What really happened at
Villa Diodati that fateful summer of 1816?
The summer residence of Lord Byron in 1816 was the Villa
Diodati, a manor house close to the shores of Lake Geneva. He invited Mary
Wollstonecraft Godwin (Mary Shelley), Percy Shelley, John Polidori (his doctor) and others to
come and hang out. From all accounts, a lot of sex, drugs, talking and writing
went down.
1816 was known as the year without a summer because there
had been a volcanic eruption in Indonesia and the resulting ash in the
atmosphere affected the temperature and light conditions – making for spooky
conditions – very gothic indeed. Interestingly, the weather caused major crop
failures and things got pretty tense – there was a social emergency of sort and
people were rioting.

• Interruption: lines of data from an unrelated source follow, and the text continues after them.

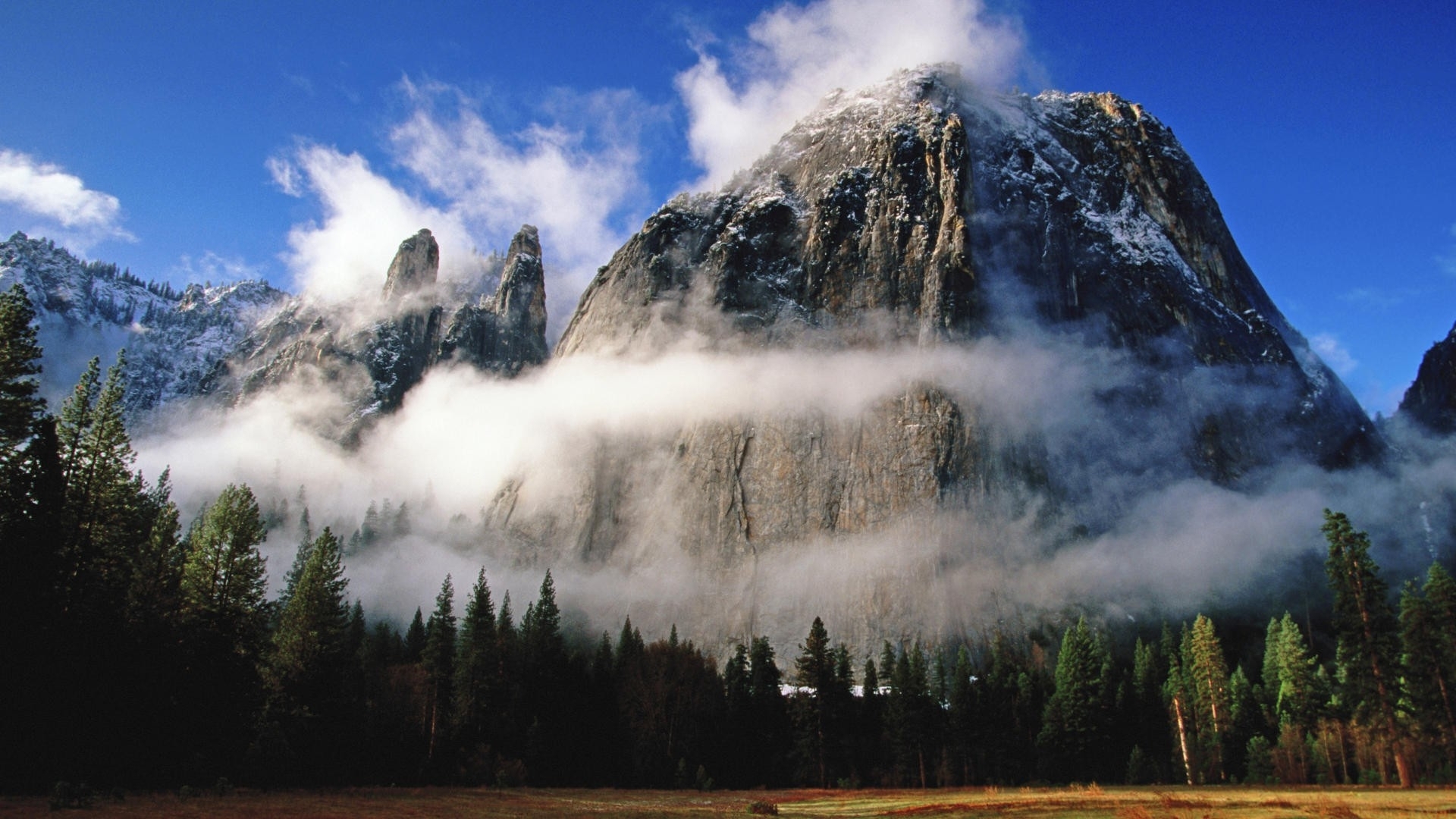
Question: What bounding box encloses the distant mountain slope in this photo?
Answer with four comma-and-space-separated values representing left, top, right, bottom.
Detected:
195, 224, 548, 441
538, 67, 1380, 565
0, 233, 287, 419
1401, 320, 1456, 435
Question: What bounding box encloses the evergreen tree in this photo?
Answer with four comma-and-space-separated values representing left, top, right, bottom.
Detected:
1322, 509, 1415, 787
1037, 618, 1112, 781
0, 284, 46, 451
1401, 564, 1456, 767
748, 637, 791, 786
405, 606, 425, 663
1264, 612, 1329, 732
265, 528, 353, 783
943, 645, 975, 786
454, 568, 500, 743
182, 484, 268, 635
1181, 615, 1233, 783
421, 574, 456, 761
793, 618, 853, 787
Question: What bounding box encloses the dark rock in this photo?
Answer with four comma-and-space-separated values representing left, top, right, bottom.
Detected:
535, 70, 1380, 560
440, 224, 549, 376
384, 228, 440, 302
1399, 320, 1456, 435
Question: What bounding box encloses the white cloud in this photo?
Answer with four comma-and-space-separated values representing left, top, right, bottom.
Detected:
268, 143, 472, 302
677, 0, 1022, 185
0, 149, 136, 246
391, 79, 655, 325
1436, 224, 1456, 275
268, 77, 652, 328
1309, 332, 1360, 376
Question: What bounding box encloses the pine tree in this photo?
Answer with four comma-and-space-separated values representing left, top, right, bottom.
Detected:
182, 484, 268, 638
421, 574, 456, 761
1181, 615, 1233, 783
454, 568, 500, 742
1037, 618, 1112, 781
0, 284, 46, 451
264, 528, 353, 781
405, 606, 425, 663
1322, 509, 1415, 787
1401, 564, 1456, 765
1264, 612, 1328, 732
793, 618, 853, 787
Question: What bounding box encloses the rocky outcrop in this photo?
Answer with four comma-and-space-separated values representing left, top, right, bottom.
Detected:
440, 224, 549, 376
1399, 320, 1456, 435
384, 228, 440, 302
206, 226, 546, 441
522, 68, 1380, 561
0, 233, 288, 416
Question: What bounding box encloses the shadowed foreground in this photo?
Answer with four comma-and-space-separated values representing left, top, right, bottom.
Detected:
0, 786, 1456, 819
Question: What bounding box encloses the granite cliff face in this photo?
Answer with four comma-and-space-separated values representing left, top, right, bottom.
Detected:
202, 224, 546, 441
440, 224, 549, 376
0, 233, 288, 421
1399, 326, 1456, 436
518, 70, 1380, 563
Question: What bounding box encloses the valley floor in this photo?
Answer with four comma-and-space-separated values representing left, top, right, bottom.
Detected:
0, 786, 1456, 819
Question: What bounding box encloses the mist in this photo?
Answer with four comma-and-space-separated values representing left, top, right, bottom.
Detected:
136, 296, 1456, 647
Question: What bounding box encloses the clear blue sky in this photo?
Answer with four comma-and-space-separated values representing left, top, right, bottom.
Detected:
0, 0, 1456, 411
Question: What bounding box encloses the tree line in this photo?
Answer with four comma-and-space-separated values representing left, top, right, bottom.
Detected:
0, 282, 1456, 791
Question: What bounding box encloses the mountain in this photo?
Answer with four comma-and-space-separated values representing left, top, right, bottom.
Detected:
510, 67, 1382, 564
1399, 320, 1456, 435
0, 233, 287, 419
199, 224, 548, 441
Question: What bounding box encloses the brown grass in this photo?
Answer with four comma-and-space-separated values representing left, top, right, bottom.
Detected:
0, 786, 1456, 819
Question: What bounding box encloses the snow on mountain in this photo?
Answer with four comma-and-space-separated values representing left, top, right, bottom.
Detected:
0, 232, 288, 419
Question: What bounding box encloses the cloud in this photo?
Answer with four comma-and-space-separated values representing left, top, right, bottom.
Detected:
268, 143, 473, 302
268, 77, 660, 329
0, 149, 136, 246
677, 0, 1024, 187
1309, 332, 1360, 378
1436, 224, 1456, 275
391, 79, 661, 326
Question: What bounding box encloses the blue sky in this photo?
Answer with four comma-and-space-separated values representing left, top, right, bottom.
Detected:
0, 0, 1456, 413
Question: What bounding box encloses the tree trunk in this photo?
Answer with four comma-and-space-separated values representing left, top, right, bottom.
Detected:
1174, 695, 1192, 786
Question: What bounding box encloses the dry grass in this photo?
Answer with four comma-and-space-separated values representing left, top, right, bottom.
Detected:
0, 786, 1456, 819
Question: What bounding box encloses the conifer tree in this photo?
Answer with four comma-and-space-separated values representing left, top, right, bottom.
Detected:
404, 603, 425, 663
1181, 615, 1233, 783
1037, 618, 1112, 781
421, 574, 456, 761
0, 284, 46, 454
264, 526, 353, 783
1322, 509, 1415, 787
454, 568, 500, 742
1401, 564, 1456, 765
182, 484, 268, 638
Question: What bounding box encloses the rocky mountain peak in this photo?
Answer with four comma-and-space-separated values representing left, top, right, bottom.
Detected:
521, 67, 1379, 568
384, 228, 440, 302
1399, 320, 1456, 435
440, 224, 549, 376
495, 224, 546, 340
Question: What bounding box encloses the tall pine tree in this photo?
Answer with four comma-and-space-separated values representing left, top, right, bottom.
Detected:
1322, 509, 1415, 787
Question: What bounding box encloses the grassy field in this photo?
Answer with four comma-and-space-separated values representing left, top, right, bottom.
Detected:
0, 786, 1456, 819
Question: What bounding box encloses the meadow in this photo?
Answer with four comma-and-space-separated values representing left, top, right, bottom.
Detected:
0, 786, 1456, 819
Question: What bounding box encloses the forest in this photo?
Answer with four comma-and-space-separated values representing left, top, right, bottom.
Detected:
0, 279, 1456, 792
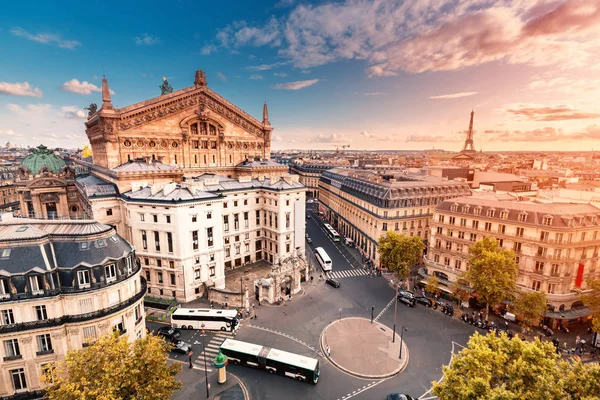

This inspired Byron to write "Darkness". The
poem describes a time when the “sun itself has grown dark”, and people regress
to savage-like behaviour.
So because the weather was so dire, Byron and his
mates couldn’t really hang out outside so they holed up and wrote.
One night in June, so the story goes, after everyone
had been reading horror stories aloud (they were into séances too), Byron
challenged his company to all come up with a horror story of their own. Mary
Shelley started writing (what would later become) Frankenstein and John Polidori wrote The Vampyre, the first English story in the vampire
genre. This was particularly culturally significant because it transformed the
ugly vampire of Eastern European folklore into the cool sexy aristocratic dude
of modern times.
Byron was known as “mad, bad and dangerous to know”
and certainly that summer was pretty debauched.